Exposing Functional Fusion: A New Class of Strategic Backdoor in Dynamic Prompt Architectures
Abstract
Existing ViT backdoor attacks based on backbone-overwriting full-tuning are computationally expensive and inflict performance degradation. This has forced adversaries towards the Visual Parameter-Efficient Fine-Tuning (PEFT) paradigm, dominated by adapter-based (e.g., LoRA) and prompt-based (e.g., VPT) approaches. While adapter security has seen initial study, the risks of the burgeoning prompt-based ecosystem remain critically unexplored. We fill this critical gap, exposing how the evolution of VPT towards dynamic, context-aware architectures innately creates a far more dangerous, emergent threat. This vulnerability arises even though these dynamic modules unlock superior benign performance.

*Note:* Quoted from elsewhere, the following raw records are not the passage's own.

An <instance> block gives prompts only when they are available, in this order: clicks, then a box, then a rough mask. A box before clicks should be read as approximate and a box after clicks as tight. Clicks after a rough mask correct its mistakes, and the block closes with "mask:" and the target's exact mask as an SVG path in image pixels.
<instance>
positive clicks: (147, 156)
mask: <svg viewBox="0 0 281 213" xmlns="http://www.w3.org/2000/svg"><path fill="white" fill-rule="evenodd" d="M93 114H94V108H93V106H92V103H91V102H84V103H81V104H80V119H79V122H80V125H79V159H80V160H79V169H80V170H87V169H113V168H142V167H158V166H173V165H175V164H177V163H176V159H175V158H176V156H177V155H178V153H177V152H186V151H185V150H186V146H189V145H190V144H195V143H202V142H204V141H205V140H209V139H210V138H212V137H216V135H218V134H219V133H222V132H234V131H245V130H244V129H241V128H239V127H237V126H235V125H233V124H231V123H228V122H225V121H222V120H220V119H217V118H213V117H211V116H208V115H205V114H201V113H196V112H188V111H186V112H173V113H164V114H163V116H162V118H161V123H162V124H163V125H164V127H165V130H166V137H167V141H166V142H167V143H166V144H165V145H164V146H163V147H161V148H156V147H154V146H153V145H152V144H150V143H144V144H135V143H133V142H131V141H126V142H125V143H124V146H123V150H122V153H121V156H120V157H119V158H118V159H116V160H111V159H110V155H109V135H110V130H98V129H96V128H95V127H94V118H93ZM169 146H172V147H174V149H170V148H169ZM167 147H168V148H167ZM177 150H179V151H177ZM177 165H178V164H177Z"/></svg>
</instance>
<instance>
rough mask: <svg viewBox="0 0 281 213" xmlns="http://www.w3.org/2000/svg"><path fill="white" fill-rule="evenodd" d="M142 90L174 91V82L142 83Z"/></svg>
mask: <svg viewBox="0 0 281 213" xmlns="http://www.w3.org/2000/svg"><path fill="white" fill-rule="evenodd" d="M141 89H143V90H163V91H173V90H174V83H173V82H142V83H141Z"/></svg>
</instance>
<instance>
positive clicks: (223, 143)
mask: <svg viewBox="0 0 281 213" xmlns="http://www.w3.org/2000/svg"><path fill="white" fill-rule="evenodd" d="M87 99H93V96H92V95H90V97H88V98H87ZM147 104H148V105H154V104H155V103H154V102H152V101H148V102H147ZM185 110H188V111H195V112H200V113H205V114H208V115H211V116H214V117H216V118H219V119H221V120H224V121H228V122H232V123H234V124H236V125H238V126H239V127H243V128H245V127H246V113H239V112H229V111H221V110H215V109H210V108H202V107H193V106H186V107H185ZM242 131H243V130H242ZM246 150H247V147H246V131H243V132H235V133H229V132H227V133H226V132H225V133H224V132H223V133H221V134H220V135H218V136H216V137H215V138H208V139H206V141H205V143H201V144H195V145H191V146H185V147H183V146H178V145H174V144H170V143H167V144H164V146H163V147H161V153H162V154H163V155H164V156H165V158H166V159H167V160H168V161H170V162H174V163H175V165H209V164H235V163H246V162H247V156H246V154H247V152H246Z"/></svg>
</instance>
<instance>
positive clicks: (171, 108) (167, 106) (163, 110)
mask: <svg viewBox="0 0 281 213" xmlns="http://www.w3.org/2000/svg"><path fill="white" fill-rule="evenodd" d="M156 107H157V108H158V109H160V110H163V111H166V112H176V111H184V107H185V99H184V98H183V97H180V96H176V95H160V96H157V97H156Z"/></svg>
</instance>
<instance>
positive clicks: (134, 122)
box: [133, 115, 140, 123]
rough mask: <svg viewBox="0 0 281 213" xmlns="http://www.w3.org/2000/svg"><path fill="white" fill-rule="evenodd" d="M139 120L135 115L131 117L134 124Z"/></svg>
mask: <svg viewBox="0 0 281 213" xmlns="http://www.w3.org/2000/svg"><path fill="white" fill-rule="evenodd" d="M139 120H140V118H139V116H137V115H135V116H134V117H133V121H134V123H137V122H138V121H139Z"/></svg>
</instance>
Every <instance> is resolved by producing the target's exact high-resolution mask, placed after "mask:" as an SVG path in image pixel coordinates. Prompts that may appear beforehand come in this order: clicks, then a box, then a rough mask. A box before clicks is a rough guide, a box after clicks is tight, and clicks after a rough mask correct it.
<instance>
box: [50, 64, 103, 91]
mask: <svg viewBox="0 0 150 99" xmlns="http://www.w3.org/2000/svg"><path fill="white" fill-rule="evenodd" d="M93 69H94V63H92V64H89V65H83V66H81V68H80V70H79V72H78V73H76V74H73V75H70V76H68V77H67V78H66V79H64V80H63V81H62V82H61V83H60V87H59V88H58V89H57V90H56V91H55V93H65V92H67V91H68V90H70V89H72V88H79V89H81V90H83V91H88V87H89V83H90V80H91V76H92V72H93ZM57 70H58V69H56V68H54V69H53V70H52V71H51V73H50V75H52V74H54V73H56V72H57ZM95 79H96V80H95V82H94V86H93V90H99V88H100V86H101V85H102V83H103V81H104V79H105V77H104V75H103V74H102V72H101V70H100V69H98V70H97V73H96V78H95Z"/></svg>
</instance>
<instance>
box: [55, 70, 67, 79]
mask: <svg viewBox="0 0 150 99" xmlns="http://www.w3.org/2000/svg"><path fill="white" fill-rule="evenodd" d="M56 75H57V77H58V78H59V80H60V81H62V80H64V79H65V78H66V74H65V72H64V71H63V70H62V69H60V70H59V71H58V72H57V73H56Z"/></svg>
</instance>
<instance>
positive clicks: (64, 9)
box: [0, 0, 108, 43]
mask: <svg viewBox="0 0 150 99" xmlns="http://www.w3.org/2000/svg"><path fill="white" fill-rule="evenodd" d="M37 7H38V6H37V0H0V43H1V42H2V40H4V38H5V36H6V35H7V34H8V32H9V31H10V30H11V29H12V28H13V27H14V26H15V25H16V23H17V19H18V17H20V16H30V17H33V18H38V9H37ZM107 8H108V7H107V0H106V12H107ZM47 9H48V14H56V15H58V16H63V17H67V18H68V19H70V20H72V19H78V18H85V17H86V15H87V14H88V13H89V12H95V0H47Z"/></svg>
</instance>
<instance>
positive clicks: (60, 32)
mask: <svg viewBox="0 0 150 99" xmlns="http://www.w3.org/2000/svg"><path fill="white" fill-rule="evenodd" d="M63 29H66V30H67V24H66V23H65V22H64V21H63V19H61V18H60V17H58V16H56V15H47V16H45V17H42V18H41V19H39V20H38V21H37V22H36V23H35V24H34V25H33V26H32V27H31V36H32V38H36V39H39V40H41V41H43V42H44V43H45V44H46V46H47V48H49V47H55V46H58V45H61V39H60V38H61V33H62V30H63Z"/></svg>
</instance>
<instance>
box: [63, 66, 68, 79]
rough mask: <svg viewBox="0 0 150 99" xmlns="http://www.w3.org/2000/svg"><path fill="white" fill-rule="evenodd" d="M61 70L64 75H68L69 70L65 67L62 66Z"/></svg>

We propose VIPER, an attack framework built on a lightweight, dynamic Visual Prompt Generator (VPG) that demonstrates this vulnerability. Critically, this dynamic architecture enables Functional Fusion: an emergent phenomenon where malicious logic and benign task utility are inseparably fused into the same sparse, high-magnitude parameter core. This fusion creates an unsolvable ``hostage" dilemma, as pruning the attack necessarily destroys the benign performance.Comprehensive evaluations show VIPER resolves the attacker's trilemma: VIPER not only achieves state-of-the-art performance on clean data, but also maintains near-100\% ASR even under 90\% VPG-module pruning (where LoRA attacks collapse), while adding only an imperceptible 0.06ms (1.16\%) of inference latency. VIPER's results, driven by Functional Fusion, expose a new, paradigm-level risk in dynamic prompt architectures.